A megaphage (left), a member of a bacteriophage family Biggiephage, injects its DNA — including genes for CasΦ (red) — into bacterial cells to turn the bacteria against the phage’s competitor (top). The reddish Pac-Man-like figures are CasΦ proteins, enzymes that cut up viral DNA. The genome of the bacterium is shown in purple. (UC Berkeley image by Basem Al-Shayeb and Patrick Pausch)

“We use metagenomic sequencing to discover the Bacteria, Archaea and viruses in many different environments and then explore their gene inventories to understand how the organisms function independently and in combination within their communities,” Banfield said. “CRISPR-Cas systems on phage are a particularly interesting aspect of the interplay between viruses and their hosts.”

While metagenomics allowed the researchers to isolate the gene coding for CasΦ, its sequence told them only that it was a Cas protein in the Type V family, though evolutionarily distant from other Type V Cas proteins, such as Cas12a, CasX (Cas12e) and Cas14. They had no idea whether it was functional as an immune system against foreign DNA. The current study showed that, similar to Cas9, CasΦ targets and cleaves foreign genomes in bacterial cells, as well as double-stranded DNA in human embryonic kidney cells and cells of the plant Arabidopsis thaliana. It also can target a broader range of DNA sequences than can Cas9.
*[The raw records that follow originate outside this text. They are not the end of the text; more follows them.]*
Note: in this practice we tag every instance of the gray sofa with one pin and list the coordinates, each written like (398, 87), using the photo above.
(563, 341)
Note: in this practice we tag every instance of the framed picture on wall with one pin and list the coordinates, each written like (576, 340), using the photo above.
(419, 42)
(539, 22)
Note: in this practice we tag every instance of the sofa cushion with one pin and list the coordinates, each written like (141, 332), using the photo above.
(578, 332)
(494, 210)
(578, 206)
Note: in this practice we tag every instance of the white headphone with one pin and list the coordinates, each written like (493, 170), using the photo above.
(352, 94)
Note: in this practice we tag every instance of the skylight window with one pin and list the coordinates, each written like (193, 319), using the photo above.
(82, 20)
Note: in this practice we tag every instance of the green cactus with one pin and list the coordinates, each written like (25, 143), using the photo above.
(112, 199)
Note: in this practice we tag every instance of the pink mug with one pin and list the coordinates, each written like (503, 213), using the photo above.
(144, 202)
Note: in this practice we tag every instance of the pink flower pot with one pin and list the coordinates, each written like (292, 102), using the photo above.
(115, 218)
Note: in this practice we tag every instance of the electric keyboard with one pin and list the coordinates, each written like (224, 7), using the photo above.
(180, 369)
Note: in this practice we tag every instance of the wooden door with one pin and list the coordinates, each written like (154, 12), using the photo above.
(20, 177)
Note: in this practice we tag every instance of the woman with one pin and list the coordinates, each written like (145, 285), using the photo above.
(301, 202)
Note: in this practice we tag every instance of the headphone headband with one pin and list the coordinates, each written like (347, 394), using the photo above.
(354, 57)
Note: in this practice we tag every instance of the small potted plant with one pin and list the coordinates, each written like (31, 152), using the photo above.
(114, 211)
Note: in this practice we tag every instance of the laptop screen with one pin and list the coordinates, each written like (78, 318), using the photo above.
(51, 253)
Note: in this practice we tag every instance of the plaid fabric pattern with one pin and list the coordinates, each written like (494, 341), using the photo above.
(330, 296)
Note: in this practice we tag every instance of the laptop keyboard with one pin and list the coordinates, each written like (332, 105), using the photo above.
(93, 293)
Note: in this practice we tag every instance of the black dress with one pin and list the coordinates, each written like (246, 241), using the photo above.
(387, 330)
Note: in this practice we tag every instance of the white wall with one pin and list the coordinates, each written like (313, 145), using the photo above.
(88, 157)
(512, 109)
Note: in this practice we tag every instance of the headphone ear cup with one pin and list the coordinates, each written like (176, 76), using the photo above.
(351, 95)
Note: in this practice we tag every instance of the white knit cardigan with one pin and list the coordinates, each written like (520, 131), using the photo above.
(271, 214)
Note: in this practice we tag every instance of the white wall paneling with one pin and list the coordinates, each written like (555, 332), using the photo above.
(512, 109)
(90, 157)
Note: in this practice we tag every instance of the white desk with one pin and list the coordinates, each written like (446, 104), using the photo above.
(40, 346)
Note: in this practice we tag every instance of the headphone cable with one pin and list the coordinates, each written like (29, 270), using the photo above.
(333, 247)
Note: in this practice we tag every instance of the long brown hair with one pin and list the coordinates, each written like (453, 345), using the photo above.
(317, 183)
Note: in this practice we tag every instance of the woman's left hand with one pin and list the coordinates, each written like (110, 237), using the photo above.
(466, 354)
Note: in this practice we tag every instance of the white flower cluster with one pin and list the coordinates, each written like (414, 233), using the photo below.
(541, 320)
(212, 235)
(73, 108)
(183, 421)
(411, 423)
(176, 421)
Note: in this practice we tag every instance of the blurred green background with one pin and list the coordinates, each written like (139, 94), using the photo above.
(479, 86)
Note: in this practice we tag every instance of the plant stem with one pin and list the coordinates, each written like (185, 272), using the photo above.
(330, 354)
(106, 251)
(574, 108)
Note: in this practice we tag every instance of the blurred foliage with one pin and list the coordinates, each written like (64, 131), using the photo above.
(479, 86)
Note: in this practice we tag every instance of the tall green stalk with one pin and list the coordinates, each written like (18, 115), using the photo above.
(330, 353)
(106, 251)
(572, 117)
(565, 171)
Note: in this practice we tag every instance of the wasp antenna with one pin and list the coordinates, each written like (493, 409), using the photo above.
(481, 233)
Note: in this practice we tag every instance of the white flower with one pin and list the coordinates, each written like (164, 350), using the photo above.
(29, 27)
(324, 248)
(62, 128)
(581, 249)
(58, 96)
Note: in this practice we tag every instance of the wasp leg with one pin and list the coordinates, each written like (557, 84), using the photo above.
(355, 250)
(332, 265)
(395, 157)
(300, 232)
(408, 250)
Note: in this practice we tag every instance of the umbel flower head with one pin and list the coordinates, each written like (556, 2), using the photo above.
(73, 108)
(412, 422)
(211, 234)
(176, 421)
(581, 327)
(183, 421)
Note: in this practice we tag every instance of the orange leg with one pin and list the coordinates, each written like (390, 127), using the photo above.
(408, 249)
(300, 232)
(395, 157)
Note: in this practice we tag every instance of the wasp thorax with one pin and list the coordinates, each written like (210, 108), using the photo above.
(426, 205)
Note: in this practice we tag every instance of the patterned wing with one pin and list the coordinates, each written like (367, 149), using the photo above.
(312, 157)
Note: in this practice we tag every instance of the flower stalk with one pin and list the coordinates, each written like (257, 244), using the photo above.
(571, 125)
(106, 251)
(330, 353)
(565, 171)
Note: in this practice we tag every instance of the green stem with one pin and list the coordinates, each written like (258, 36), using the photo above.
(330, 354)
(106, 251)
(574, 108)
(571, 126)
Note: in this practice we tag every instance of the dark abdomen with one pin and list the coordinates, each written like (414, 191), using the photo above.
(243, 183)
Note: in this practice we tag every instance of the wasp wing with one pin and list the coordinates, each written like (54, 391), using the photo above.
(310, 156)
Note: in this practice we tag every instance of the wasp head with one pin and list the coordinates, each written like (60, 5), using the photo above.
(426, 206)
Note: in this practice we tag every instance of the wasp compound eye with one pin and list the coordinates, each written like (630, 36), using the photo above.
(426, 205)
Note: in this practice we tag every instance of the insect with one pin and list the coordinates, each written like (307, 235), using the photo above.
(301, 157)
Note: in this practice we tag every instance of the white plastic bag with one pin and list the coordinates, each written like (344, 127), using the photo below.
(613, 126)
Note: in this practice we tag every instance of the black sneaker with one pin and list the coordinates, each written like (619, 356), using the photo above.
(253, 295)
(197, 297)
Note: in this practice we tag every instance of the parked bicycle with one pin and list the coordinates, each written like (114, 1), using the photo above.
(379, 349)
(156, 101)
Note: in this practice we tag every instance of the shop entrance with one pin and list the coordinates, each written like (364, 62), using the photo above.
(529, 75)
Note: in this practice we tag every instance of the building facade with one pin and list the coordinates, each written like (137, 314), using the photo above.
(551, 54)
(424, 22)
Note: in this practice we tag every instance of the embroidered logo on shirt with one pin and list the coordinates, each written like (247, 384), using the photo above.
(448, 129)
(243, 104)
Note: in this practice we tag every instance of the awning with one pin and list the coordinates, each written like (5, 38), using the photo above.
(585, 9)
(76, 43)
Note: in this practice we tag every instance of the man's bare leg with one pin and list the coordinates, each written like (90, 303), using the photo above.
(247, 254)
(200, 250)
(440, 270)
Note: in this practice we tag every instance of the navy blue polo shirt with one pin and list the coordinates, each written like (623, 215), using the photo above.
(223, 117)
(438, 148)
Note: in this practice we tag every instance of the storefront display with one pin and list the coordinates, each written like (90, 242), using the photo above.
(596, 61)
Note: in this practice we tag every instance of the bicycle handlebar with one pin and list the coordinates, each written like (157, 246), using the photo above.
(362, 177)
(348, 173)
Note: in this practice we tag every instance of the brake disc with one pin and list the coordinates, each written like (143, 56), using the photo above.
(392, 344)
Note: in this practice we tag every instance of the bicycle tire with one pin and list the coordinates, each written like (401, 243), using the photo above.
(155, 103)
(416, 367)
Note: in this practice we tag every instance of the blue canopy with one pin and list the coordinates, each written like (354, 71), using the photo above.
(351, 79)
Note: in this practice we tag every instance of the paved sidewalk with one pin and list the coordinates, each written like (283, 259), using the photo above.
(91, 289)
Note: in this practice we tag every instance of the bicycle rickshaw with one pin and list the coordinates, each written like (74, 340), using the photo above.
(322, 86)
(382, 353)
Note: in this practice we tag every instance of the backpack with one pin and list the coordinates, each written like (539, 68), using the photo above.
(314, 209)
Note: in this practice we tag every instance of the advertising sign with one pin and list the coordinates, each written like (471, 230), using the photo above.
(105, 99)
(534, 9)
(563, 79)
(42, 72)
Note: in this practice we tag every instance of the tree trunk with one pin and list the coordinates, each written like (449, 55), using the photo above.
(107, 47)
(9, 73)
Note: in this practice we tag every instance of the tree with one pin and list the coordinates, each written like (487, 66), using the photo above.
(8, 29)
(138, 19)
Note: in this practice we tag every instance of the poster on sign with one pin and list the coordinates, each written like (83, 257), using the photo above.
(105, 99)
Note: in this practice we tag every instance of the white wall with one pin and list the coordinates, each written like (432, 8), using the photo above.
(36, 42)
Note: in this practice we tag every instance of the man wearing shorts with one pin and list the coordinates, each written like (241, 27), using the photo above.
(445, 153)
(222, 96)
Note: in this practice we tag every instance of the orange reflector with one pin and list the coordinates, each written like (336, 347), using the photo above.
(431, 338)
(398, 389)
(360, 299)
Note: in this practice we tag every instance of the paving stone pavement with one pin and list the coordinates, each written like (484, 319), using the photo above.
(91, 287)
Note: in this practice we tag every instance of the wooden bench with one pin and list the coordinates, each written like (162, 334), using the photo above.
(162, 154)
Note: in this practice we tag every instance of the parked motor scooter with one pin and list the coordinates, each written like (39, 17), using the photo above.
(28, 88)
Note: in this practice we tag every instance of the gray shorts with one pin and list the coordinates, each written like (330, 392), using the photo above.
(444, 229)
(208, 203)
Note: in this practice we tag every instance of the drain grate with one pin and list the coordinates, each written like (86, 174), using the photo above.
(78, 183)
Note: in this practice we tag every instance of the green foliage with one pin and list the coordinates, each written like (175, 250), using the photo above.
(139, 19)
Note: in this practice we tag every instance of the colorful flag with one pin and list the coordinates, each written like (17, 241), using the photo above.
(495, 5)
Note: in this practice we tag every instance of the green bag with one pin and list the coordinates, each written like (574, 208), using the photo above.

The ability of CasΦ to cut double-stranded DNA is a big plus. All other compact Cas proteins preferentially cut single-stranded DNA. So, while they may fit neatly into compact delivery systems like AAV, they are much less useful when editing DNA, which is double-stranded, inside cells.

As was the case after Cas9’s gene-editing prowess was first recognized in 2012, there is a lot of room for optimizing CasΦ for gene editing and discovering the best rules for designing guide RNAs to target specific genes, Pausch said.

Other co-authors of the paper are Ezra Bisom-Rapp, Connor Tsuchida, Brady Cress and Gavin Knott of UC Berkeley and Zheng Li and Steven E. Jacobsen of UCLA. The researchers were funded, in part, by the Paul G. Allen Frontiers Group, National Institutes of Health Somatic Cell Genome Editing consortium (U01AI142817-02) and National Science Foundation (DGE 1752814).